Saturday, February 14, 2009

Intelligent Design vs. Evolution

Just as a building serves as an absolute proof that there must have been an architect who designed the building and the construction workers who helped build the building, the same principle applies for our universe as well. There has to be a creator to something in this universe, becasue things don't just appear and disappear on a whim. Just like the watchmaker analogy in the article stated by William Paley, if we see a watch, we are quickly to analyze, in a subcontious manner, that the watch has been made by someone.

Perhaps all of the issues of intelligent design lies in the fact of the unknwon being, the inconceivable. We just simply don't know whether God exists or any other divinity for that matter, who created this universe.
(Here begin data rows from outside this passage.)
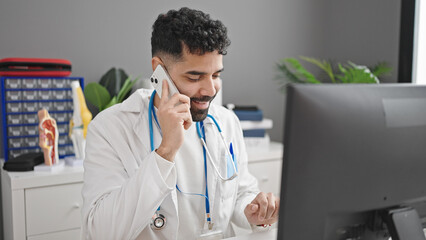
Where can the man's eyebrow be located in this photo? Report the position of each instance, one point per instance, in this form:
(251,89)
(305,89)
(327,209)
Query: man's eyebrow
(202,73)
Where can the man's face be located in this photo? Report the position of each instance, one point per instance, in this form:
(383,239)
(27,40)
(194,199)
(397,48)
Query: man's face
(197,76)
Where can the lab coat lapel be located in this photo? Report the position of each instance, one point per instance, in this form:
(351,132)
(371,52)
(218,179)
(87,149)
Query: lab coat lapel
(212,179)
(141,131)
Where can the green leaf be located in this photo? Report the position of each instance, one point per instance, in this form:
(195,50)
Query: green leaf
(324,65)
(97,95)
(128,84)
(301,71)
(353,73)
(381,68)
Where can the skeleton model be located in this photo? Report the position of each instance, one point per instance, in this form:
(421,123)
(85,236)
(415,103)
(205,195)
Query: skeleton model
(48,137)
(80,120)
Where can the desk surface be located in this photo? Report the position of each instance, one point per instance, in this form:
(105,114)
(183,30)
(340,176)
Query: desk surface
(266,235)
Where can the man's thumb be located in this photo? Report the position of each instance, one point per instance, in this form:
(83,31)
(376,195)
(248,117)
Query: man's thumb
(253,207)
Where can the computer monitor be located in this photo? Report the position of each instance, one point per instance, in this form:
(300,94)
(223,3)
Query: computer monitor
(354,164)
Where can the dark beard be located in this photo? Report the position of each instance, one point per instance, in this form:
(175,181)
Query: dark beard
(199,115)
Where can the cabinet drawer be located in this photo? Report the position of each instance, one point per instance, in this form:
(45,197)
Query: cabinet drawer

However, to this notion, Dr. Wernher von Braun, the Father of the American Rocket and Space Program, replies, "Must we really light a candle to see the Sun? …The electron is materially inconceivable, and yet it is so perfectly known through its effects that we use it to illuminate our cities, guide our airliners through the night skies and take the most accurate measurements. What strange rationale makes some physicists accept the inconceivable electron as real, while refusing to accept the reality of a Designer on the ground that they cannot conceive of Him? …The inconceivability of some ultimate issue (which always will lie outside scientific resolution) should not be allowed to rule out any theory that explains the interrelationship of observed data and is useful for prediction."

Just by our uncertainty of the unkown should not be a rationale against the idea of intelligent design. Gratned there are many scientists who try to provide "scientific" data to prove this principle wrong and claim that evolution is correct. Simply put, it is just a known fact: that ideas and concepts require an intelligent designer. Things and ideas cannot just spring from nothingness, there must have been a creator.

Under intelligent design, there is the notion of "irreducible complexity" by Michael Behe. Irreducible complexity, as defined by Michael Behe himself is, "a single system which is composed of several well-matched interacting parts that contribute to the basic function, wherein the removal of any one of the parts causes the system to effectively cease functioning" He is basically saying that there are certain things that have to be present in order for things to work. To illustrate this point, Behe uses the example of a moustrap, which is composed of several parts - the base, the spring, and the hammer. If any of these parts, which all serve as integral asset of a moustrap, are missing, then the moustrap would not be able to serve its function. Similarly, the world could not have funcitoned without there being an intelligent designer who created certain parts of this universe, (i.e. the base, the catch, and the spring), which people integrated together to make a moustrap.

Therefore, the world could not have created from nothingness, as everything that is created has a creator behind it who designed it.